A build option is a value passed to `build.zig` from the command line.

Build options let one build file describe several related builds. The user chooses the variant without editing source code.

The usual form is:

```sh
zig build -Dname=value
```

For example:

```sh
zig build -Dtrace=true
```

Inside `build.zig`, the option is read with `b.option`:

```zig
const trace = b.option(bool, "trace", "Enable trace output") orelse false;
```

The first argument is the type. The second is the option name. The third is the help text. If the user does not pass the option, `b.option` returns `null`, so the expression uses `orelse false`.

The option now appears in:

```sh
zig build --help
```

A build option may be a boolean:

```zig
const trace = b.option(bool, "trace", "Enable trace output") orelse false;
```

It may be an integer:

```zig
const port = b.option(u16, "port", "Default server port") orelse 8080;
```

It may be a string:

```zig
const mode = b.option([]const u8, "mode", "Program mode") orelse "normal";
```

The command line supplies them in the same style:

```sh
zig build -Dtrace=true -Dport=9000 -Dmode=debug
```

An option can change how the program is built:

```zig
if (trace) {
    exe.root_module.addCMacro("TRACE", "1");
}
```

More often, the option is passed into Zig source code as a compile-time configuration module.

```zig
const options = b.addOptions();

options.addOption(bool, "trace", trace);
options.addOption(u16, "port", port);
options.addOption([]const u8, "mode", mode);

exe.root_module.addOptions("config", options);
```

The source file imports the generated module:

```zig
const std = @import("std");
const config = @import("config");

pub fn main() void {
    std.debug.print("port: {d}\n", .{config.port});

    if (config.trace) {
        std.debug.print("trace enabled\n", .{});
    }
}
```

Build and run:

```sh
zig build run -Dtrace=true -Dport=9000
```

The program sees the values at compile time.

This matters. Since the values are compile-time constants, the compiler can remove dead branches.

```zig
if (config.trace) {
    expensiveTraceCode();
}
```

When `trace` is false, the branch can disappear from the generated program.

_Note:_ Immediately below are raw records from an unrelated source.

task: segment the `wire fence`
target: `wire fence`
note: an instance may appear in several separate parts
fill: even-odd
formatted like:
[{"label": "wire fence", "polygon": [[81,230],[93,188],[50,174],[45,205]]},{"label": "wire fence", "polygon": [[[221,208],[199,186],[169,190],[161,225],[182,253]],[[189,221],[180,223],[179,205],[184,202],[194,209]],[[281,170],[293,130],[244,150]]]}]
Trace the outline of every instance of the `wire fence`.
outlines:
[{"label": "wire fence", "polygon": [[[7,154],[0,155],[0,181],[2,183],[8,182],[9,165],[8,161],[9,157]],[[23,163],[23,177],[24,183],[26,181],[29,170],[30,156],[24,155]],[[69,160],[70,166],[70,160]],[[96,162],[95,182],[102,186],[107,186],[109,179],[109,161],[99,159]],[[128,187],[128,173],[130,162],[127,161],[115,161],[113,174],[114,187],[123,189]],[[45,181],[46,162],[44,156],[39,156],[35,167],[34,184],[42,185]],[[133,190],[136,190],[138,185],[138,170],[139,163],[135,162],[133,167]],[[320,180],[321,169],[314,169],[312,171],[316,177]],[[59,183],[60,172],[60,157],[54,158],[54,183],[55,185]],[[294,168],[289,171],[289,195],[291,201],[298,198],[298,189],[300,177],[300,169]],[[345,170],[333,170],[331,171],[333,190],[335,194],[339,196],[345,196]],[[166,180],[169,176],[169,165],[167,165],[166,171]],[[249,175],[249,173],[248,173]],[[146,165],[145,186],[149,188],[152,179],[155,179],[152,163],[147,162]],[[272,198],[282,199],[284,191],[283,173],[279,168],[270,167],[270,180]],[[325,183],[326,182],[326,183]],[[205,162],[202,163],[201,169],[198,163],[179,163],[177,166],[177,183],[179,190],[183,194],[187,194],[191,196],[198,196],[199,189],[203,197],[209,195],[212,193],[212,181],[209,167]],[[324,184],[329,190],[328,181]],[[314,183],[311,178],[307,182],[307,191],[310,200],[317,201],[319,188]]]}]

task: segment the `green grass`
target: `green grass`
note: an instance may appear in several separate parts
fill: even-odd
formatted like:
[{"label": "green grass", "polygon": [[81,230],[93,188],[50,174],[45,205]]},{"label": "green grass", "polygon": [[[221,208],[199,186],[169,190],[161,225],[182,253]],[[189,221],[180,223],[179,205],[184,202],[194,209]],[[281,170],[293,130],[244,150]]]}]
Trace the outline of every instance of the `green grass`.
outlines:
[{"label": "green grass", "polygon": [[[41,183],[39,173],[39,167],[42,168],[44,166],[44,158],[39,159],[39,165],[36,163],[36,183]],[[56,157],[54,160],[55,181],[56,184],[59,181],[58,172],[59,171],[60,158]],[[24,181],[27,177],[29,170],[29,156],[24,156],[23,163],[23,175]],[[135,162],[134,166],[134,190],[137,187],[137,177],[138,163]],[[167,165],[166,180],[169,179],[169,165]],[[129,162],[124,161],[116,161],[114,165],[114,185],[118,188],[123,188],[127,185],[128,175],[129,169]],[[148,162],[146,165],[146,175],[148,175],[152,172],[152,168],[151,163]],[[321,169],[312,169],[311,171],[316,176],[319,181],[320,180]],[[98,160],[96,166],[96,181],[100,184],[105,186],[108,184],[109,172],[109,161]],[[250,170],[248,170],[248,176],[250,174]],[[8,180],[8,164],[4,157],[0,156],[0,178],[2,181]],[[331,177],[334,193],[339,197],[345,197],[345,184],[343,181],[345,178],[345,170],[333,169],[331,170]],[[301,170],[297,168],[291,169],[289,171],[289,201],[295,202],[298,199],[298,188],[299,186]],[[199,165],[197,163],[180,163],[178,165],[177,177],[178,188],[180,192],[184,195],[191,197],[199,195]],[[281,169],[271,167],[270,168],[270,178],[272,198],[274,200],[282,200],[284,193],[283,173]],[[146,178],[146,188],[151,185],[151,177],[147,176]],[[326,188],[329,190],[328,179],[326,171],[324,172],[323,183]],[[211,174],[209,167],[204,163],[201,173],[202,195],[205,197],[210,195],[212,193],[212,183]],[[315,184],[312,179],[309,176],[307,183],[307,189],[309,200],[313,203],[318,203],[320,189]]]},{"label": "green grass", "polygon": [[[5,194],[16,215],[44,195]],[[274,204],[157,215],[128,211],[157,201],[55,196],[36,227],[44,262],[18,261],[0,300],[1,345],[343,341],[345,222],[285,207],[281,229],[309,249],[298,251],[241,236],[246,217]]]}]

The standard build options work the same way, but are provided by the build system.

```zig
const target = b.standardTargetOptions(.{});
const optimize = b.standardOptimizeOption(.{});
```

They add common options such as:

```sh
zig build -Dtarget=x86_64-linux -Doptimize=ReleaseFast
```

Do not invent a custom option when a standard one already exists. Use standard target and optimize options unless the project has a strong reason not to.

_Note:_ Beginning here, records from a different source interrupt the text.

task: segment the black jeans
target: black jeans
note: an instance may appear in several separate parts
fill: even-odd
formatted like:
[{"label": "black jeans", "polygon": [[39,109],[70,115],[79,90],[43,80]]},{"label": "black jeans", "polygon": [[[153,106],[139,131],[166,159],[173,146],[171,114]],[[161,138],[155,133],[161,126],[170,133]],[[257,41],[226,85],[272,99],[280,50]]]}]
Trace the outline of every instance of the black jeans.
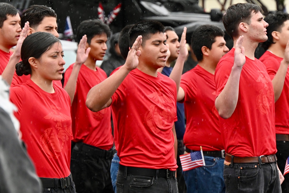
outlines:
[{"label": "black jeans", "polygon": [[281,193],[277,165],[275,162],[225,165],[224,179],[226,193]]},{"label": "black jeans", "polygon": [[[277,163],[279,169],[283,174],[284,172],[287,158],[289,156],[289,141],[277,141],[276,143],[277,151],[276,153]],[[285,175],[284,178],[285,180],[281,185],[282,192],[289,193],[289,174]]]},{"label": "black jeans", "polygon": [[119,169],[116,176],[117,193],[178,193],[177,179],[127,174]]},{"label": "black jeans", "polygon": [[113,155],[99,157],[79,150],[77,144],[72,151],[70,170],[76,192],[113,193],[110,178]]}]

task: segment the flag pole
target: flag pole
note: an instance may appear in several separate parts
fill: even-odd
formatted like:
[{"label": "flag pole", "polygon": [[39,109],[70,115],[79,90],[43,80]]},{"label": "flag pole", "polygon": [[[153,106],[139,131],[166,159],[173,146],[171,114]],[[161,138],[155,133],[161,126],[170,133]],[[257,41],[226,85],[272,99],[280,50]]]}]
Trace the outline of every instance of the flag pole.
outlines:
[{"label": "flag pole", "polygon": [[206,164],[205,163],[205,159],[204,159],[204,155],[203,154],[203,149],[202,149],[202,146],[200,146],[201,148],[201,153],[202,155],[202,159],[203,160],[203,163],[204,164],[204,166],[205,166]]}]

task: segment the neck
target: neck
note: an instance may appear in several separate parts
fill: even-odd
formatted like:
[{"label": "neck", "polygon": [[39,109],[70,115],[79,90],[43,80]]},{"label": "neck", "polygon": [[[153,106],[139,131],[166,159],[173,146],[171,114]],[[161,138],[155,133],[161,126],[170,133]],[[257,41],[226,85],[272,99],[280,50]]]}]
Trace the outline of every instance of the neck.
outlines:
[{"label": "neck", "polygon": [[285,48],[280,46],[277,43],[272,44],[269,48],[268,51],[278,57],[283,58],[284,57]]},{"label": "neck", "polygon": [[203,59],[201,61],[199,62],[198,65],[202,67],[206,71],[208,71],[211,74],[214,74],[217,64],[210,63],[210,60]]},{"label": "neck", "polygon": [[94,70],[96,71],[96,60],[92,59],[90,57],[87,58],[86,61],[84,63],[85,65],[88,68]]},{"label": "neck", "polygon": [[144,73],[155,77],[158,77],[157,69],[149,67],[145,64],[138,64],[137,68]]},{"label": "neck", "polygon": [[37,75],[31,75],[30,79],[40,89],[49,93],[53,93],[55,92],[51,80],[44,80],[39,77]]},{"label": "neck", "polygon": [[[236,42],[238,38],[234,40],[234,47],[235,47]],[[258,46],[259,43],[253,42],[246,38],[244,36],[242,46],[245,48],[245,55],[251,60],[255,60],[255,50]]]}]

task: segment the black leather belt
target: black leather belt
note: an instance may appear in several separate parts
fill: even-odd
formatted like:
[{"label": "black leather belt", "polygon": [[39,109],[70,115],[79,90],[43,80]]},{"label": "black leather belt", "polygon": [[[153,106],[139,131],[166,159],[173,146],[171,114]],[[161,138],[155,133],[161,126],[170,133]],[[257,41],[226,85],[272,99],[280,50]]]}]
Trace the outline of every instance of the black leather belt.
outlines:
[{"label": "black leather belt", "polygon": [[73,149],[77,151],[82,151],[87,153],[107,159],[112,159],[113,156],[113,151],[112,149],[109,150],[101,149],[82,142],[76,143],[73,147]]},{"label": "black leather belt", "polygon": [[[186,151],[188,153],[190,153],[191,151],[196,151],[194,150],[191,150],[187,147],[186,148]],[[221,151],[203,151],[203,154],[204,156],[219,157],[224,159],[225,158],[226,153],[225,152],[225,150],[223,150]]]},{"label": "black leather belt", "polygon": [[68,187],[71,185],[71,179],[69,176],[61,178],[39,178],[42,184],[42,188],[61,188],[62,189]]},{"label": "black leather belt", "polygon": [[167,178],[174,177],[176,173],[175,171],[172,171],[168,169],[158,170],[149,169],[147,168],[129,167],[121,164],[119,164],[118,169],[123,172],[125,173],[126,168],[127,169],[127,172],[128,174],[149,176],[155,176],[157,170],[158,170],[158,177],[163,177]]}]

Options should have stable names. Once users and scripts depend on an option, renaming it breaks builds.

Good option names are short and specific:

```text
trace
tls
sqlite
port
backend
log-level
```

Bad option names are vague:

```text
flag
thing
extra
mode2
```

A build option should control one decision. If an option controls several unrelated things, split it.

Build options are part of the interface of the project. Treat them with the same care as command-line flags in the program itself.

Exercise 15-13. Add a boolean option named `trace`.

Exercise 15-14. Add an integer option named `port`.

Exercise 15-15. Pass both options into source code through a generated `config` module.

Exercise 15-16. Use the `trace` option to compile out a logging branch.